Edit model card

Model Overview

ELECTRA model is a pretraining approach for language models published by Google. Two transformer models are trained, a generator and a discriminator. The generator replaces tokens in a sequence and is trained as a masked language model. The discriminator is trained to discern what tokens have been replaced. This method of pretraining is more efficient than comparable methods like masked language modeling, especially for small models.

Weights are released under the MIT License. Keras model code is released under the Apache 2 License.

Links

Installation

Keras and KerasHub can be installed with:

pip install -U -q keras-hub
pip install -U -q keras>=3

Jax, TensorFlow, and Torch come preinstalled in Kaggle Notebooks. For instruction on installing them in another environment see the Keras Getting Started page.

Presets

The following model checkpoints are provided by the Keras team. Full code examples for each are available below.

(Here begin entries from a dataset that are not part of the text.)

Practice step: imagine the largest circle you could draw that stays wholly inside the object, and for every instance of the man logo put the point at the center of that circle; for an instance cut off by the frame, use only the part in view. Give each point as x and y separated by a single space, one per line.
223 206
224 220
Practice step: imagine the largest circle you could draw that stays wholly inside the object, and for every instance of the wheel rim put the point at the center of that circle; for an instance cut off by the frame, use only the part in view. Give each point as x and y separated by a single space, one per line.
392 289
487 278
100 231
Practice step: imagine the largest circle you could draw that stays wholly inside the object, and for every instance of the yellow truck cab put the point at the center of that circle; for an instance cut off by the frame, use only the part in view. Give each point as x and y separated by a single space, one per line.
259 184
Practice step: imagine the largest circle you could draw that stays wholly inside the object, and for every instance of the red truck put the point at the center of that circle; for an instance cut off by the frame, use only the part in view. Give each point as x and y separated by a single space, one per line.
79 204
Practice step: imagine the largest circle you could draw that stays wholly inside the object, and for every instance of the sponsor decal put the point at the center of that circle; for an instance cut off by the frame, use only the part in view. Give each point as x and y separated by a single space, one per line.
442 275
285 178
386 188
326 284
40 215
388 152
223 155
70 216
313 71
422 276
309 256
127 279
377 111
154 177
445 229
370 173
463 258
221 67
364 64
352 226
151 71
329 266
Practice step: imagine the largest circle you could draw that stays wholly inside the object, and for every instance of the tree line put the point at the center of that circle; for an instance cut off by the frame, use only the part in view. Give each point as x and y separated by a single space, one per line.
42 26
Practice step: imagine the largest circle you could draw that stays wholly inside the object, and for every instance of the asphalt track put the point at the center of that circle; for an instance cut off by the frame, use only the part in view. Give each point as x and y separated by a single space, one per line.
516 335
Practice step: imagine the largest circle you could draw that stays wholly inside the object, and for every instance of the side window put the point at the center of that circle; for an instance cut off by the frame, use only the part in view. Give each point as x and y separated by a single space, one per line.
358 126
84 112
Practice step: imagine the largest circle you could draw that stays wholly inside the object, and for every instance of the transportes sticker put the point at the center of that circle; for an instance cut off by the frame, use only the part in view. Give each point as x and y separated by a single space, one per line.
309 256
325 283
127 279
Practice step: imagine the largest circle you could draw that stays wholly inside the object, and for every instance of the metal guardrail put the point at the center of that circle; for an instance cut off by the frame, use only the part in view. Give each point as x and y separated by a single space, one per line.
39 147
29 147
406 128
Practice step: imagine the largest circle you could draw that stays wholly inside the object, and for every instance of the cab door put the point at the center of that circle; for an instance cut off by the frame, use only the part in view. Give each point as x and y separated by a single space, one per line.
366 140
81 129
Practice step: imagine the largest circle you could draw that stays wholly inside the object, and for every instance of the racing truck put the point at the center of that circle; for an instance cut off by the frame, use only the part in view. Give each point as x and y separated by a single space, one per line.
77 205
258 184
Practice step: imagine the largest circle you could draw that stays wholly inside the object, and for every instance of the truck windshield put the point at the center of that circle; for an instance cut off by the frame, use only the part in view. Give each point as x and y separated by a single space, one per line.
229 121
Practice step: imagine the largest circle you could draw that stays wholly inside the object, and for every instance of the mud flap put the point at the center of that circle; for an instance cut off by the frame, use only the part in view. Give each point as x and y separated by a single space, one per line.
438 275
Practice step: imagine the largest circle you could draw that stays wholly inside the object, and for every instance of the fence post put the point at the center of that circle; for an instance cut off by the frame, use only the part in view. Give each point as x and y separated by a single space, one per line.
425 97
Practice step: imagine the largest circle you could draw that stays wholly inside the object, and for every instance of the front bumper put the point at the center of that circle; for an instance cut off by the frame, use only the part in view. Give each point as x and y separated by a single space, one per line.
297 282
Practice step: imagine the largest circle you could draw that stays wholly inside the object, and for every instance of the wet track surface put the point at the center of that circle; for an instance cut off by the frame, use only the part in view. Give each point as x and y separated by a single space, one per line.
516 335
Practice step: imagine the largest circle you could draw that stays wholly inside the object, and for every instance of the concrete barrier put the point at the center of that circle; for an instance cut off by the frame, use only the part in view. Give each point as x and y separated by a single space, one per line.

Preset name Parameters Description
electra_small_discriminator_uncased_en 13.55M 12-layer small ELECTRA discriminator model. All inputs are lowercased. Trained on English Wikipedia + BooksCorpus.
electra_small_generator_uncased_en 13.55M 12-layer small ELECTRA generator model. All inputs are lowercased. Trained on English Wikipedia + BooksCorpus.
electra_base_discriminator_uncased_en 109.48M 12-layer base ELECTRA discriminator model. All inputs are lowercased. Trained on English Wikipedia + BooksCorpus.
electra_base_generator_uncased_en 33.58M 12-layer base ELECTRA generator model. All inputs are lowercased. Trained on English Wikipedia + BooksCorpus.
electra_large_discriminator_uncased_en 335.14M 24-layer large ELECTRA discriminator model. All inputs are lowercased. Trained on English Wikipedia + BooksCorpus.
electra_large_generator_uncased_en 51.07M 24-layer large ELECTRA generator model. All inputs are lowercased. Trained on English Wikipedia + BooksCorpus.
Downloads last month
23
Inference Examples
Inference API (serverless) does not yet support keras-hub models for this pipeline type.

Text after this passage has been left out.